Trotzdem ist gerade irgendwie so eine Leere da. Sprich ich bin nicht direkt mit dem Ziel los, irgendwas besonderes zu finden. Natuerlich ist (ich denke mal wie bei fast jedem) irgendwie wie immer die Hoffnung dabei, einen besonderen Menschen kennenzulernen - das ist das wohl das einzige Ziel, das wenns gut geht waehrend der Reise erreicht werden koennte und das mir jetzt neben der Selbstfindung einfaellt. Wie gesagt, ich bin allerdings nicht damit los, eigentlich wollte ich nach meinem Abi einfach mal Abstand von daheim haben, einen Traum leben und super coole Orte auf unsrer Welt sehen.
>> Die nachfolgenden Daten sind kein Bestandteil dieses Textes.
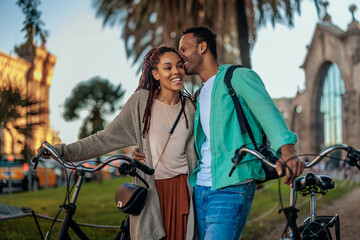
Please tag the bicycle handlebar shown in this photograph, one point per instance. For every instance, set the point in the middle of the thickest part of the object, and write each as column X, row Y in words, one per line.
column 48, row 149
column 352, row 153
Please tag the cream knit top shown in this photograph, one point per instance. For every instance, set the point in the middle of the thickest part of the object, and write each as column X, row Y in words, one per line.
column 173, row 161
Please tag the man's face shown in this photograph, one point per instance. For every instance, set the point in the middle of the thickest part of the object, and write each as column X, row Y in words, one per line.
column 188, row 49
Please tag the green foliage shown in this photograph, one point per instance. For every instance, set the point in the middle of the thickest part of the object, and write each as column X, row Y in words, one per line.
column 98, row 97
column 32, row 23
column 148, row 24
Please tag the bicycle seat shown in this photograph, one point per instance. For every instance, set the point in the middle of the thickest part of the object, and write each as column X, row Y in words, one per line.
column 311, row 179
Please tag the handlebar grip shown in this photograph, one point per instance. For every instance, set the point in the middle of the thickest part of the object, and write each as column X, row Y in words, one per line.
column 35, row 160
column 147, row 170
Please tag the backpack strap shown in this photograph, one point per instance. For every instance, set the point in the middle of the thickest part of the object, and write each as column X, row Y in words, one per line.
column 239, row 111
column 196, row 94
column 244, row 124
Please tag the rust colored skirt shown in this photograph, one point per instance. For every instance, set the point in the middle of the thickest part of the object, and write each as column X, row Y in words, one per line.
column 175, row 203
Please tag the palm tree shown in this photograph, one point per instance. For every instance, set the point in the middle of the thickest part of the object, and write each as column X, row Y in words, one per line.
column 14, row 109
column 151, row 23
column 33, row 25
column 98, row 97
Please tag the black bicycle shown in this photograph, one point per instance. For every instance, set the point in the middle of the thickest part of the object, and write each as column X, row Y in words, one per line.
column 126, row 165
column 314, row 227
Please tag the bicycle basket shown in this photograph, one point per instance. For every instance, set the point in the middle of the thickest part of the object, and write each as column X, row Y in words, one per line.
column 130, row 199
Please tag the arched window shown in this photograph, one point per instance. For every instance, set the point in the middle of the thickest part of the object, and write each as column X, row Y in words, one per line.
column 331, row 106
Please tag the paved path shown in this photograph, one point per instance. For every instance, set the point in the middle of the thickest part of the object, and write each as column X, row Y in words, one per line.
column 348, row 209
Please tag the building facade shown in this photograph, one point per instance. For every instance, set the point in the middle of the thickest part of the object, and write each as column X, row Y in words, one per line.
column 31, row 72
column 327, row 111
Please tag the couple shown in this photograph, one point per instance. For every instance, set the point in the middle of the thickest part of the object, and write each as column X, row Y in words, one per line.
column 210, row 131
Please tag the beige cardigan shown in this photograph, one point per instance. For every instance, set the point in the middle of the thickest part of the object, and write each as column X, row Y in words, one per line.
column 125, row 130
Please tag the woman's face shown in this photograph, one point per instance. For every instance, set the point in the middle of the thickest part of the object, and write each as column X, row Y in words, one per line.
column 170, row 72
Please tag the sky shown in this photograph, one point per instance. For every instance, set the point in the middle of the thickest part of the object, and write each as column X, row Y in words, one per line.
column 84, row 49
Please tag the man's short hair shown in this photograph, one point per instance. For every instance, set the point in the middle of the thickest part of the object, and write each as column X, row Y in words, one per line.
column 205, row 34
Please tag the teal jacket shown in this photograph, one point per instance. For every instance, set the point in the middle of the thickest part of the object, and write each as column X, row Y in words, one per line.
column 225, row 135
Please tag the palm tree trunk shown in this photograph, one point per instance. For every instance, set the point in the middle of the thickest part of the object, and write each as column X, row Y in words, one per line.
column 243, row 32
column 12, row 140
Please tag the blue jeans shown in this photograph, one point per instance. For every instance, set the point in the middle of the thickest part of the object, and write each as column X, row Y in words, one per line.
column 222, row 213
Gerade ueberlege ich mir, was mir denn eigentlich fehlt? Seit Jahren habe ich von so einer Reise getraeumt und kann irgendwie gar nichts mehr geniessen. Ich hab oft Gesellschaft (auch mal von daheim), war schon mal ein paar Tage alleine aber da fehlt einfach noch was.
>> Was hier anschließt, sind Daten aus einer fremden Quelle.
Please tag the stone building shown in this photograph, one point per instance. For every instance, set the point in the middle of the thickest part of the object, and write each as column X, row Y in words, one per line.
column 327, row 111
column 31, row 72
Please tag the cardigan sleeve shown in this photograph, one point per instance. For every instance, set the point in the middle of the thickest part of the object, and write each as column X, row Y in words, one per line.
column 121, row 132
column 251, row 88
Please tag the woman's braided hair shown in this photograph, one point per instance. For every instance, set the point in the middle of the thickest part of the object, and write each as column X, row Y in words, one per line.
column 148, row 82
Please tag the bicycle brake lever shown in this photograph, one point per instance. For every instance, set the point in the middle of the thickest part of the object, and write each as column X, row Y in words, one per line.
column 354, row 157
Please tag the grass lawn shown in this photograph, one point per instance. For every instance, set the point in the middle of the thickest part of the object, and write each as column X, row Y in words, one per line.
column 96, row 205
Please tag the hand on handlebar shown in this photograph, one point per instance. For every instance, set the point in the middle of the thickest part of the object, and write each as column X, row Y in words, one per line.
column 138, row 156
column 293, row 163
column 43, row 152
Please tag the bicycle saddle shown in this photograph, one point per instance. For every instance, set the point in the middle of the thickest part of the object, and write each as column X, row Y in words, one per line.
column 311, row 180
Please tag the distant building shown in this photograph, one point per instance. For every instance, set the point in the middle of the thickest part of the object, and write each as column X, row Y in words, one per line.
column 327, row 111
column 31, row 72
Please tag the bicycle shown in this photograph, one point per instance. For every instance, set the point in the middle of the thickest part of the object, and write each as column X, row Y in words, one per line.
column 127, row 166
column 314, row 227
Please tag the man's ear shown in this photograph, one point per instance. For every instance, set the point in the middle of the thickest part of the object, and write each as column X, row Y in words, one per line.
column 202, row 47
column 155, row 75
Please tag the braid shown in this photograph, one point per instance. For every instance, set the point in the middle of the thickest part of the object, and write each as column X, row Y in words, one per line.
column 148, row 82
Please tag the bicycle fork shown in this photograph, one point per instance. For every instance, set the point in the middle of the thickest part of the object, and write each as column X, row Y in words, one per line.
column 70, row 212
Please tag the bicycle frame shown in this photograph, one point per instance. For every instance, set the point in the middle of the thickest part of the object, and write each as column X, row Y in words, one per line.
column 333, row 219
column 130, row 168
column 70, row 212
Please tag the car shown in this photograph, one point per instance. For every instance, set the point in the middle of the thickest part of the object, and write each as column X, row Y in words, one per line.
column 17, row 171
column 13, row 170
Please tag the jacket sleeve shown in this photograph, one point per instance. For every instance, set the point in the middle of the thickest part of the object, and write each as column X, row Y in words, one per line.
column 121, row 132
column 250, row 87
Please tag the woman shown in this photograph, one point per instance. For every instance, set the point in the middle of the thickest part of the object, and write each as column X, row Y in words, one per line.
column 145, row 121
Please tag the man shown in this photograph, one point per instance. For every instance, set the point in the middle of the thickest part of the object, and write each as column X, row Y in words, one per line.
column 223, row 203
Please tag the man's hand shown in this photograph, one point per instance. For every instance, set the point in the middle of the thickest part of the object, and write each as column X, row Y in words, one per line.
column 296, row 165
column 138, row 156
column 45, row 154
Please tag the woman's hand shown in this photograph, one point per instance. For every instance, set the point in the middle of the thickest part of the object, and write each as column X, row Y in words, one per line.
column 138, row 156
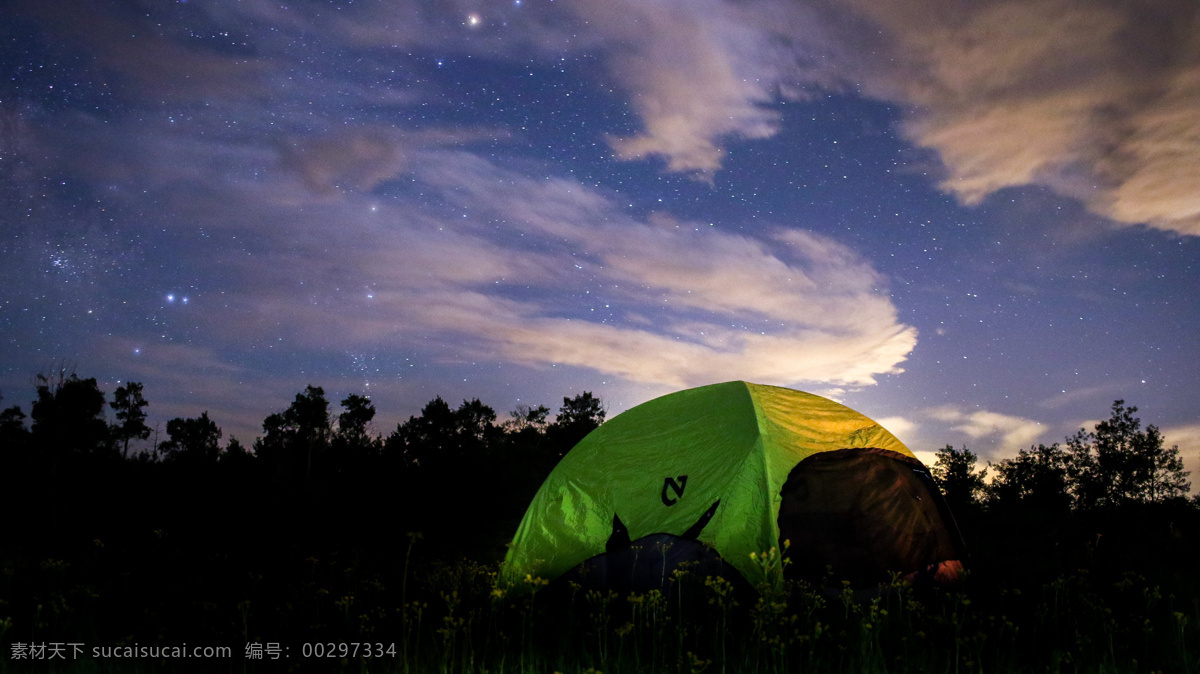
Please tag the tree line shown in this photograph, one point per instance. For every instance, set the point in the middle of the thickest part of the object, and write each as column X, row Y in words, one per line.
column 69, row 421
column 1116, row 464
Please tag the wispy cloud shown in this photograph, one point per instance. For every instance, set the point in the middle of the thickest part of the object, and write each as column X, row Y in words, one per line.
column 659, row 302
column 1187, row 438
column 1007, row 434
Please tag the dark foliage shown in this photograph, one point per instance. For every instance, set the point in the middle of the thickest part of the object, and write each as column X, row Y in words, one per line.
column 304, row 540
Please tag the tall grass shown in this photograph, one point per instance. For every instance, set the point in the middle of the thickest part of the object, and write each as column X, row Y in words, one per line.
column 450, row 618
column 1073, row 623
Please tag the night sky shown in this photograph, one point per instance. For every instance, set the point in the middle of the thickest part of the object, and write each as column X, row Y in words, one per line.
column 975, row 222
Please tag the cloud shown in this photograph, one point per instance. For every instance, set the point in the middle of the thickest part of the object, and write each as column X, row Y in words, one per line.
column 1095, row 101
column 1092, row 100
column 351, row 160
column 695, row 73
column 1187, row 438
column 549, row 272
column 1007, row 433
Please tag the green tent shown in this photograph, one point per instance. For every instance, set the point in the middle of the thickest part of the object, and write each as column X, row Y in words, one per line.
column 730, row 465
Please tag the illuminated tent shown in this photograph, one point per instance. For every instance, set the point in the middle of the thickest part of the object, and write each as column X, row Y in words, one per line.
column 721, row 471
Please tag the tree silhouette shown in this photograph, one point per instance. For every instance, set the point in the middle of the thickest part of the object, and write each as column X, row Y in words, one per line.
column 127, row 405
column 1036, row 477
column 13, row 434
column 69, row 416
column 441, row 435
column 577, row 417
column 955, row 475
column 196, row 440
column 1119, row 463
column 292, row 439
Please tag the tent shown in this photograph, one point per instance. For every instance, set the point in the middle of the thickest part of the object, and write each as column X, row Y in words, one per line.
column 721, row 471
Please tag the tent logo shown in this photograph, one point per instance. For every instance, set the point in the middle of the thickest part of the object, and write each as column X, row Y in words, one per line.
column 677, row 487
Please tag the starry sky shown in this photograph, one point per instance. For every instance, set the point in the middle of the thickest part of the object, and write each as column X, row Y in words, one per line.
column 975, row 222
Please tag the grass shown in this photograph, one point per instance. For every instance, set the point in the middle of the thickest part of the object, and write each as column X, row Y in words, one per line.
column 442, row 617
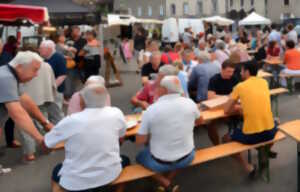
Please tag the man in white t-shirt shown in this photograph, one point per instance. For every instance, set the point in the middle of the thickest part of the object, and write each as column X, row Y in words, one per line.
column 170, row 122
column 91, row 138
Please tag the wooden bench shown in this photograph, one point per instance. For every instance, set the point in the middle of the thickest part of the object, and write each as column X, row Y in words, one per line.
column 274, row 98
column 211, row 114
column 292, row 129
column 135, row 172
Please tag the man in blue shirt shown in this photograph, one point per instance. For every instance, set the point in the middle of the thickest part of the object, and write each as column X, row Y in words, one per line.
column 201, row 75
column 58, row 64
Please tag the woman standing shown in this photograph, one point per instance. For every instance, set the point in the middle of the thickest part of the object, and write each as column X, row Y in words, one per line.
column 91, row 54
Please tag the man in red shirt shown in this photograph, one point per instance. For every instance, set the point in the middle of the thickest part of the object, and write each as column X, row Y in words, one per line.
column 291, row 61
column 169, row 55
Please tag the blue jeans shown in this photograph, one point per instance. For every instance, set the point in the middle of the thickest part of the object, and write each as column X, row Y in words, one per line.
column 56, row 178
column 146, row 159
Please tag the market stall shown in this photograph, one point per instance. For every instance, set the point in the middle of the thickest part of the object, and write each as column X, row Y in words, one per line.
column 255, row 19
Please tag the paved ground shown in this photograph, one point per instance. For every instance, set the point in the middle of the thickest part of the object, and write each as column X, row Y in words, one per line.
column 220, row 175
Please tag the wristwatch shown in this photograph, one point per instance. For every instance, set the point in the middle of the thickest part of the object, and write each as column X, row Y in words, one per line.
column 46, row 123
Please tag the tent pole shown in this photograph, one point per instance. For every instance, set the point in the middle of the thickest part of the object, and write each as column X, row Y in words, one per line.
column 101, row 40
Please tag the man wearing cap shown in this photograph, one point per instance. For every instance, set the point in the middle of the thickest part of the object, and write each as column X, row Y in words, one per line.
column 201, row 74
column 171, row 145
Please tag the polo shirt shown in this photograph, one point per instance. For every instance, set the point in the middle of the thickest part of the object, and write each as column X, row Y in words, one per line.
column 254, row 96
column 222, row 86
column 170, row 121
column 147, row 93
column 59, row 67
column 148, row 71
column 10, row 92
column 200, row 77
column 92, row 150
column 170, row 57
column 292, row 35
column 292, row 59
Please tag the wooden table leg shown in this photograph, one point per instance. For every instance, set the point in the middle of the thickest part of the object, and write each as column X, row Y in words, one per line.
column 298, row 165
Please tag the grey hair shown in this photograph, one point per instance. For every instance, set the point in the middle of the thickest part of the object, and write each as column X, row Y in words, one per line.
column 155, row 53
column 220, row 45
column 48, row 44
column 95, row 79
column 172, row 84
column 25, row 58
column 94, row 96
column 204, row 56
column 168, row 70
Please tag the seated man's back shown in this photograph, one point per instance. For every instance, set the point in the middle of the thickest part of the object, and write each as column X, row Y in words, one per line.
column 170, row 122
column 254, row 96
column 91, row 139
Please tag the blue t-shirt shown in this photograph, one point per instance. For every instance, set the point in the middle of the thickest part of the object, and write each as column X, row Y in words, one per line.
column 58, row 64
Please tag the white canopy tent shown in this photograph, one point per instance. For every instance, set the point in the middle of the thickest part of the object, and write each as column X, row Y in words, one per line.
column 196, row 25
column 219, row 20
column 255, row 19
column 113, row 20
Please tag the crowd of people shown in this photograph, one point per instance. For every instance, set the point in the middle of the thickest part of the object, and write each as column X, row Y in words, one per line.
column 174, row 82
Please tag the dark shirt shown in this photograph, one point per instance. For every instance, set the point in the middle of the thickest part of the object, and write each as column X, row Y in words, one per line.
column 5, row 58
column 147, row 70
column 222, row 86
column 58, row 64
column 139, row 42
column 78, row 45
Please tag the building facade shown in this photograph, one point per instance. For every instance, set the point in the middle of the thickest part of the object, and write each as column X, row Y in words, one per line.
column 161, row 9
column 283, row 9
column 276, row 10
Ist es die super Frau? Ist es der Punkt, an dem ich sagen kann, jetzt habe ich mich selbst gefunden? Ist es die Situation, wo ich sagen kann: genau DAS ist der perfekte Moment? Mache ich mir zu viel Kopf, weil ich keine Ahnung habe, wie es denn weitergehen soll - sowohl jetzt auf dieser Reise, wo ich noch ca 3 Monate habe als auch nach meiner Rueckkehr in Deutschland?
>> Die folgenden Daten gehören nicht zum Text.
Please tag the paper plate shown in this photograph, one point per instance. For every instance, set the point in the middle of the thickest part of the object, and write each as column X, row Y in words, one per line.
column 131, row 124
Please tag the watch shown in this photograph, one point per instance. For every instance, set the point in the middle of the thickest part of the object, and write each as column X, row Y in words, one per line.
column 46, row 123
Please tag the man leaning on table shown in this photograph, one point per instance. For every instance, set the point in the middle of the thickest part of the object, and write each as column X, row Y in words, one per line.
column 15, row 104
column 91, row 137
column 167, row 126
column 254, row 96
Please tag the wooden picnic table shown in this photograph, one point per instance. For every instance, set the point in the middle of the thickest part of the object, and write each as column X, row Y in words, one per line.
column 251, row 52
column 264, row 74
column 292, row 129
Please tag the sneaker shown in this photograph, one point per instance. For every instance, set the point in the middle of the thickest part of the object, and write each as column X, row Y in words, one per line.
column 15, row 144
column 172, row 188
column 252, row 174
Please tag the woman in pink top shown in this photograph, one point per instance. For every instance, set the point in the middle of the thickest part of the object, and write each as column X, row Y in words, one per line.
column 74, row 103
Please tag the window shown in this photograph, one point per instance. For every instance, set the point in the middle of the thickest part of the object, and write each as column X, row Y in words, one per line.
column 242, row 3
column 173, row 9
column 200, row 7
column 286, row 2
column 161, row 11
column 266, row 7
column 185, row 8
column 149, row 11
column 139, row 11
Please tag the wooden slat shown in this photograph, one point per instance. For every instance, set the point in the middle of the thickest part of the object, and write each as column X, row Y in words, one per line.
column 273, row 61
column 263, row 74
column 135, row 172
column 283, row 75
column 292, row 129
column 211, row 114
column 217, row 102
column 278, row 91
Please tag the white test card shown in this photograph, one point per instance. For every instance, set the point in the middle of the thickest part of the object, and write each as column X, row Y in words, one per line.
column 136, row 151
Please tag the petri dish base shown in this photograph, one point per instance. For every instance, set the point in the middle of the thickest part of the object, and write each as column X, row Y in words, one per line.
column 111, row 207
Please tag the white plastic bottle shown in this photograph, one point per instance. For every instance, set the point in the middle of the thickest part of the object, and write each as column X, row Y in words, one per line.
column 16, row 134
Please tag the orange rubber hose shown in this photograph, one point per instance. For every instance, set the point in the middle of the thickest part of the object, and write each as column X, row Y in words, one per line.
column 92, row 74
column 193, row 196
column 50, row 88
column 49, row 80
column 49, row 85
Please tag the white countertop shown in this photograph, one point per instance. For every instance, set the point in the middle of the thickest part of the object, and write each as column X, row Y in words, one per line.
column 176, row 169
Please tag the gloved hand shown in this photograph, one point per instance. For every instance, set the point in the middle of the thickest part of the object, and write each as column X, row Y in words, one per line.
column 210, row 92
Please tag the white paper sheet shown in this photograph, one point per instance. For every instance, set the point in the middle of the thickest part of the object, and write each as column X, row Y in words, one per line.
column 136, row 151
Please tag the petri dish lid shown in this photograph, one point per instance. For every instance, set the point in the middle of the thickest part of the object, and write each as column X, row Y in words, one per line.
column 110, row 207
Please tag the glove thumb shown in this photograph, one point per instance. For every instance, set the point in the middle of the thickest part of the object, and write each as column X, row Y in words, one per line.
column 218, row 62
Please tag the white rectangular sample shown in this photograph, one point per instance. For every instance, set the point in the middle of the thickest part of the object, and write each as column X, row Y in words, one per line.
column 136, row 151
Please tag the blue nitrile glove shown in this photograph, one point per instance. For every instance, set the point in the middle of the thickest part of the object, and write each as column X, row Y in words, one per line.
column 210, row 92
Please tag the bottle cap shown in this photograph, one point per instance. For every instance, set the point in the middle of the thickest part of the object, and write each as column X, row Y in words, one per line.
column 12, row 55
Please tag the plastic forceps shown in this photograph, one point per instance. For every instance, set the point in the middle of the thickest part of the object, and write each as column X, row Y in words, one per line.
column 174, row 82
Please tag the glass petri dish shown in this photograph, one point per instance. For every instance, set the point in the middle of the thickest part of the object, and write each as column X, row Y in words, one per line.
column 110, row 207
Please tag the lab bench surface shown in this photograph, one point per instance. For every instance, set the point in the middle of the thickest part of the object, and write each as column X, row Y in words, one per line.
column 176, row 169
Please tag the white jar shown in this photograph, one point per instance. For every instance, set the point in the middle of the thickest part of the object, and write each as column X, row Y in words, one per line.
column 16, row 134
Damit verbunden natuerlich auch die Frage: ist mein Problem, dass ich nur Lateinamerika mache und deswegen es irgendwie immer "das Gleiche" ist (auch wenn jedes Land natuerlich auch irgendwo verschieden ist)? Soll ich einfach mal einen Ort auf der Welt finden, wo ich mich 2 Monate selber finden kann (faellt mir zb Into the Wild oder ein Kloster in Tibet ein)? Soll ich Menschen helfen - ich helfe unglaublich gerne Menschen - und zb mein Spanisch verbessern und nebenzu Kindern helfen? Was wuerdet ihr mir denn empfehlen?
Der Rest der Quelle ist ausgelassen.